Après pour le scénario, c'est un peu plus compliqué, et ça va forcément spoiler un peu dans cette section. Le pitch : deux IA fortes acquièrent l'immortalité et se croisent régulièrement sur 300 ans pendant que le monde dérive lentement dans des affrontements divers, pollution manifestations barrages de migrants et tout ce que le XXIeme siècle peut vous présenter au JT de 20h.
L'intérêt de la narration est qu'elle est focalisée sur les deux personnages principaux, ce qui fait qu'on ne sait pas trop ce qui se passe en dehors de la perception qu'ils ont de leur environnement, mais c'est là que ça se complique :
ils sont censés avoir un accès total et immédiat au réseau global, cela s'illustre lorsque l'un d'entre eux accède à toutes les caméras de vidéo-surveillance du monde par exemple. On pourrait se dire qu'ils sont donc en mesure de comprendre, de savoir et d'anticiper toute action.

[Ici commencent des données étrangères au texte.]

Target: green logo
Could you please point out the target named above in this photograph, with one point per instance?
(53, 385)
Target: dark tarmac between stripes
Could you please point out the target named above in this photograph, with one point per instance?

Or ils n'en font rien. On a droit à quelques échanges assez ubuesques comme « Qu'est ce qui se passe ? » « Je crois que c'est la fin du capitalisme ». Si t'as accès à toutes les informations bancaires, les cours de la bourse et les transactions financières, tu vois normalement le truc arriver de loin …
Autre problème majeur, la réincarnation de l'un des personnages tous les 15 ans par téléchargement automatique de son cortex dans une nouvelle enveloppe mécanique située dans n'importe quelle usine de fabrication dans le monde. Ce ressort scénaristique est tributaire d'une production industrielle qui semble décroître fortement à partir de la moitié du bouquin. A ceci on peut ajouter le problème général du maintient des infrastructures permettant l'accès à internet, le stockage massif de données, etc etc.
En résumé, quelques situations sont tout simplement in-envisageables, ce qui tend à rompre fortement la suspension de crédulité.
C'est vraiment dommage, parce que certains passages sont au contraire d'un finesse et d'une inventivité qui manquait un peu pour Shangri La. Le rapport au corps et la sénescence par exemple, le rapport à l'espace, et la question du but qui est posée dès le départ. On a quand même beaucoup de plaisir à suivre ces deux robots dans leur recherche d'un idéal.
Pour finir, la postface d'A. Damasio est à passer, à part si vous êtes adeptes des slams de l'auteur. Il y a un néologisme toutes les trois phrases, certains paragraphes sont si alambiqués qu'on y risque la migraine, le tout pour pas beaucoup de supplément d'âme. Je ne dis pas que les propos d'Alain Damasio ne sont pas intéressant, mais son nom à la fâcheuse tendance à devenir un produit dérivé ces derniers temps. Donner la parole à un/une chercheur/se en IA, même moins connu, aurait été plus pertinent pour les propos du bouquin.